Industry:Manufacturing

AI Cases Applied to LG Chem’s OCR

LG Chem Case Study Main Image Case Study Main Image

350

tasks automated since 2019

14,000

total hours saved

70%+

processing time reduced

LG Chem's battery business unit (prior to its spinoff) maintained a business process where its trading partners had to upload reports prepared by their contractors after calibration of their test equipment. To read the handwritten documents, the unit used UiPath Document Understanding. 

Robotic process automation (RPA) has been extensively used for automating manual repetitive work, and when coupled with artificial intelligence (AI),  it can transform a wider range of business processes. LG Chem started the deployment of RPA in 2019. Initially, RPA was used to automate, among other things, the collection of information on the global materials market and the preparation of daily reports. Over time, it has expanded its applications to automate over 350 tasks, saving a total of 14,000 hours.  

Son Hyeong-gi, a senior researcher involved in AI activities of the DX segment of LG Chem, shared more details about automations powered by RPA & AI:

Document Understanding: From OCR to Deep Learning  Although LG Chem had been running RPA reliably since its deployment in 2019, there were some challenges that the existing solution could hardly address. 

In 2020, the DX team was given a task of entering data from different types of document images, namely calibration reports, into the system. LG Chem's battery business unit (prior to its spinoff) had a business process where its trading partners had to upload reports prepared by their contractors after calibration of their test equipment. The process was prone to failing in recognizing the documents or human errors because all the documents to be uploaded were hand-written. Also, each contractor had different templates. 
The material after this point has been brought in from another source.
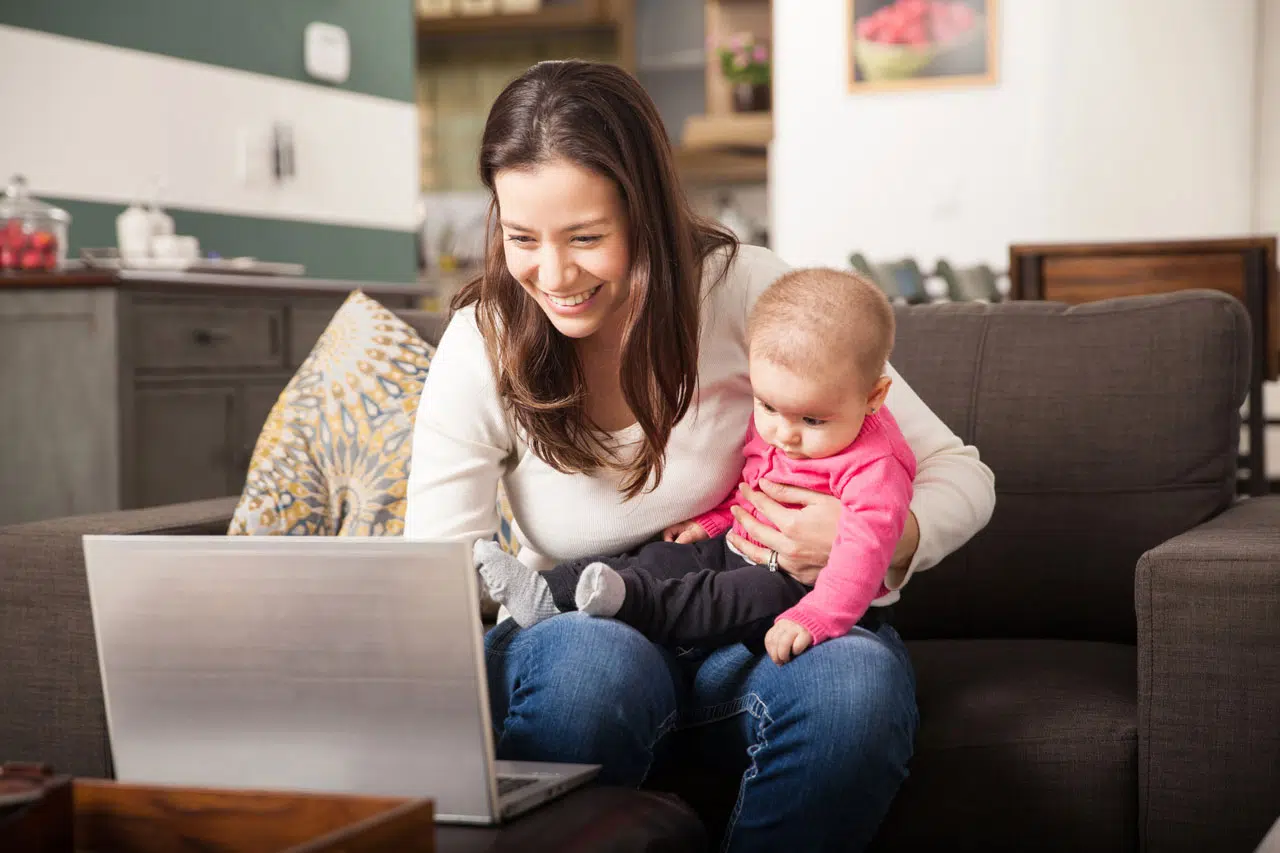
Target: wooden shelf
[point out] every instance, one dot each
(584, 17)
(712, 167)
(749, 131)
At that time, LG Chem was using ABBYY FineReader and FlexiCapture, two optical character recognition (OCR) solutions from ABBYY, to read documents saved as images. Although ABBYY's solutions provided a high recognition score, it took a long time for them to recognize different templates and learn how to process them. Assuming that vendors had 146 different templates for calibration reports, it could take up to 2 to 3 days for the existing OCR solution to recognize one of the templates. It meant that human involvement was still required for the most part, and it would take 14 months or so to finish the recognition if a single person covered all 146 templates. 

To address the challenge, the company decided to couple RPA with AI and deep learning technology. Instead of trying to recognize all 146 templates one by one, they used UiPath Document Understanding to learn the documents and build an ML model that would work for the various templates. The model training started with 34 most common document formats, and it eventually came to the point where similar documents were automatically distinguishable from one another after learning 30 to 100 sample documents from each format through deep learning. 

Ultimately, Document Understanding allowed data processing of as many as 96 most common templates out of the 146 document types. After the adoption of Document Understanding, the processing time was reduced by more than 70%, to around 4 months instead of 14 months, which it used to take for the same job. 

Document Understanding used for a larger volume of documents  LG Chem now plans to use Document Understanding for other purposes including processing a larger number of documents. Their logistics department has already adopted Document Understanding and automation for recognition of invoices. 

Logistics has to compare invoice images uploaded by its trading partners manually with the values displayed in the portal. Because each trading partner or carrier has multiple templates, the RPA Project Team of LG Chem decided to define the criteria by which the templates should be recognized during data preparation and ensure that as many templates are covered as possible. 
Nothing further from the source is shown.